It is important to point out, Gotts adds, that there have been several previous task-based studies that have examined the relationships between lateralization magnitude and cognitive ability, with some reporting a direct relationship as their current study shows. “The main contribution of our study is to demonstrate, at a whole-brain scope, the qualitative differences between the hemispheres in their within- and between-hemisphere interactions. The correlations with behavioral ability really hammer this distinction home, since one needed to use the appropriate metric – that is, segregation versus integration – to see these correlations.”

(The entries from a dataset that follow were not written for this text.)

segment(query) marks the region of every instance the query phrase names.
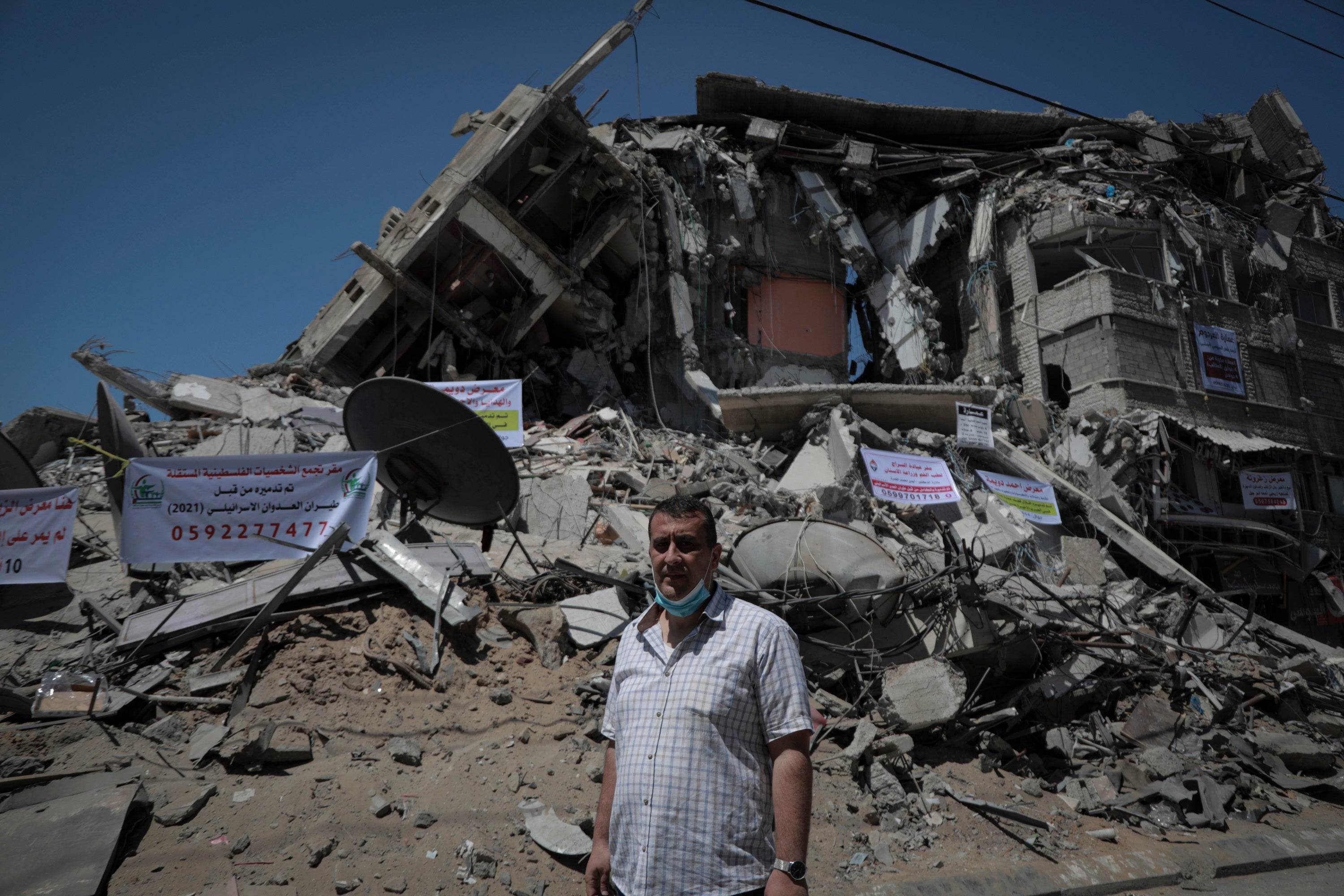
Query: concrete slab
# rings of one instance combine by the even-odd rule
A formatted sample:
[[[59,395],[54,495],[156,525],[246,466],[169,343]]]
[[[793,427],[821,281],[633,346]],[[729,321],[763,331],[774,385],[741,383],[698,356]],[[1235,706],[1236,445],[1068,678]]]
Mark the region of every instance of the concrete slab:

One of the interesting things about the distinction between the hemispheres that the scientists observed, Gotts notes, is that there are implicit hints about it in the literatures on individual cognitive domains. “When people discuss language lateralization, the notion is more like classic modularity: language is operating in the left hemisphere in a manner somewhat isolated, or segregated, from the right hemisphere. This notion may come in large part from the neuropsychological literature, which shows that brain damage to the left hemisphere is much more likely to cause aphasia than damage to the right hemisphere in right-handed individuals.

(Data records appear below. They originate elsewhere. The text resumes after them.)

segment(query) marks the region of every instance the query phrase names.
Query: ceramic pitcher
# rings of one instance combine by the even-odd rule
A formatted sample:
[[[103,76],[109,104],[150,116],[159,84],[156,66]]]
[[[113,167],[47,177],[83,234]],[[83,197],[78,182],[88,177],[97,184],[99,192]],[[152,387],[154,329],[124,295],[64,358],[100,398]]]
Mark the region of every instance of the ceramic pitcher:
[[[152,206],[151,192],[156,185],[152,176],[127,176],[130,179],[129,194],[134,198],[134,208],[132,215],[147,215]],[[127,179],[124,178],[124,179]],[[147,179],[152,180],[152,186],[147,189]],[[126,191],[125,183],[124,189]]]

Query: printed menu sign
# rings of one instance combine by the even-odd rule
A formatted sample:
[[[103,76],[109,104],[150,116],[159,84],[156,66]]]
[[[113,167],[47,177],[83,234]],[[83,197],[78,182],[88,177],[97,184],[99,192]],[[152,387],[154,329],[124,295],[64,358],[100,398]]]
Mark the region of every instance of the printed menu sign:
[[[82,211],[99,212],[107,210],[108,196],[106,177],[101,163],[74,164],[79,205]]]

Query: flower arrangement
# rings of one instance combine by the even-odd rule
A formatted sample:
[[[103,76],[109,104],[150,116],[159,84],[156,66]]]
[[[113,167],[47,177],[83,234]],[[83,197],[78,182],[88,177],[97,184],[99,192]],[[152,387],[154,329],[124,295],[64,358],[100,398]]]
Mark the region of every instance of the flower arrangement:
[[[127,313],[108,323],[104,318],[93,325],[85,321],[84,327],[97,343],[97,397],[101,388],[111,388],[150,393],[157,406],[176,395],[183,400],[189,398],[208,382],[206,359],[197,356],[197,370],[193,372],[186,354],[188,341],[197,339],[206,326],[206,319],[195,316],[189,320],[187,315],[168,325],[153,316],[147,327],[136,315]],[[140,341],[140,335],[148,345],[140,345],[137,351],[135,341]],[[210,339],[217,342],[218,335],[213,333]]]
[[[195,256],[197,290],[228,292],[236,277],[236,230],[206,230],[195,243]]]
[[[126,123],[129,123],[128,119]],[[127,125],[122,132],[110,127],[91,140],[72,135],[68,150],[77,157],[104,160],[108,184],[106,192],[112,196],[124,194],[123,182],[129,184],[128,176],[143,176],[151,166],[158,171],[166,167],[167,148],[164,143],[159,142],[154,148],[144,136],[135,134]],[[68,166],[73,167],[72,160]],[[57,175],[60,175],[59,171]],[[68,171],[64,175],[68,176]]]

In contrast, Gotts continues, visuospatial processing and attention involves coordinated processing across the entire visual field, with the left and right halves of visual space represented separately in the right and left occipital cortex, respectively. “Visual processing over the entire visual field requires inter-hemispheric integration, and integration and/or control relates to visuospatial attentional control that is more right-hemisphere lateralized. “Our findings highlight this implicit distinction, making it more explicit and showing that the respective cognitive abilities benefit from it. As a field, I think that we’ve always assumed that hemispheric lateralization was somehow beneficial for function, but very few brain imaging studies have even examined the issue directly, much less at a whole-brain scope across the range of cognitive domains known to be lateralized.”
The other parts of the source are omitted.